I recently called the person who runs the centre through which we employ Kamala; he was loath to meet me. “Let’s talk on the phone please,” he said. “I don’t know enough about this business — it’s my wife who really runs it. She’s away.” His wife had been a nurse at Ruby Nursing Home, and then Divine Nursing Home, and had made good use of the networks she’d built up of carers and nurses when they started the centre in 2009. This man, Debashish Das, had been a manager in a small fertiliser company, then branched out, with the impulse towards freedom common to middle-class Bengalis, into the fertilisers business himself. That venture (as is also often the case with those Bengalis’ bright ideas) was a non-starter; unrewarding, with farmers deferring payments, and too demanding. He then got into the private car hire business, first with a Tata Indigo, and then an Indica; it changed Mr. Das’s life, and became a limited but flourishing trade. This centre for domestics was his latest essay, established upon his wife’s contacts, and an enterprise he was pretty confident about. “There’ll always be demand,” he told me.

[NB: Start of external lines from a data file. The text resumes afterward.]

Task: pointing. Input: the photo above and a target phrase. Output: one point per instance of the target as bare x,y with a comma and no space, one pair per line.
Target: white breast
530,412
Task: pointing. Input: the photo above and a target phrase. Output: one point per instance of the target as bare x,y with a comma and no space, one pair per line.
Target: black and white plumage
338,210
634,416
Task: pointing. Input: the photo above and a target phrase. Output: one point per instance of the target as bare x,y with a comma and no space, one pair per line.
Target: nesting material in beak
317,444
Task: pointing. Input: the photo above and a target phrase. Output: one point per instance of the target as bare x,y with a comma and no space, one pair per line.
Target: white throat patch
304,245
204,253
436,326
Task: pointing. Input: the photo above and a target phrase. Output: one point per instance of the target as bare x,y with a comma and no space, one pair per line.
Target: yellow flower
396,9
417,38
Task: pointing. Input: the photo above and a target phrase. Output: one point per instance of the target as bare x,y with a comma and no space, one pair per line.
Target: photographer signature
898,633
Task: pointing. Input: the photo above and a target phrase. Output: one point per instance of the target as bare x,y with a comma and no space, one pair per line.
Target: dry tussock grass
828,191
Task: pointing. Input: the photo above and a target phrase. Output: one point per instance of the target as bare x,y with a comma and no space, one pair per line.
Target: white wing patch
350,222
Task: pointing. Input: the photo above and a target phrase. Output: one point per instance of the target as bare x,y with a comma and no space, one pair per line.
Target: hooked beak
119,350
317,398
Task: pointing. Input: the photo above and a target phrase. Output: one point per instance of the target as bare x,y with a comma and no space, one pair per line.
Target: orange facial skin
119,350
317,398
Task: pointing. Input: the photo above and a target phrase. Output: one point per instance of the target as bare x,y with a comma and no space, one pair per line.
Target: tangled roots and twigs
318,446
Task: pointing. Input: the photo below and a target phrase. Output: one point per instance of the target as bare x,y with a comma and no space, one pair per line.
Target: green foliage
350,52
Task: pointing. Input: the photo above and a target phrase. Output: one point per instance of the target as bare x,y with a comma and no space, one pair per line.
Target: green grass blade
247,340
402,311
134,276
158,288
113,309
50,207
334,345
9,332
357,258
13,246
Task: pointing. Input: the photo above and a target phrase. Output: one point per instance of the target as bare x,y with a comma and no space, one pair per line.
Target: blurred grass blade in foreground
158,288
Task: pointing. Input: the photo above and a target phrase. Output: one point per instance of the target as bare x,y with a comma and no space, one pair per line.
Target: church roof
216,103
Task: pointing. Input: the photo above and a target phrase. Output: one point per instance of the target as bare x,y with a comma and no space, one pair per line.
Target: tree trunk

Supply was ensured too. Cyclone Aila, or Hurricane Aila as it’s often known locally, had devastated crops and cultivation in North and South 24 Parganas beyond the city in 2009, the year of Mr. Das’s centre’s inception, and its after-effects still sent a steady trickle of women towards him, and from him eventually to our part of the city. The women from these centres — not Kamala, though, for she’s very much a Calcutta person — have the sullen, shell-shocked air of refugees, of people who don’t know where they are and what they’re doing there. They are unimpressed by upper-middle-class luxury; they’re swiftly bored; they’ve worked in one kind of world all their lives, and are now being asked to comprehend different appetites and demands which make them look despondent and probably feel homesick. “Women also have to work because their men drink,” said Mr. Das. “They drink and die.” We discussed the adulterated liquor — country liquor or “hooch” as it’s romantically called by newspapers — that claimed, in mid-December, the lives of one hundred and seventy men in a town near the Bihar border. What had struck me was not just the scale of the tragedy, but how little sympathy was expressed in the media for these fatally misguided drinkers.

When a domestic with whom you’ve had a long-term, rocky relationship — one that goes on and off, on and off — begins to feel restless, there may well be signs, so indecipherable as to be non-existent, that she’s about to go again. I’m thinking of Lakkhi’s last stint with us — by “last” I don’t mean “final,” but “most recent.” There’s never anything but a cursory finality in one’s interaction with a domestic; renewal is usually in the offing.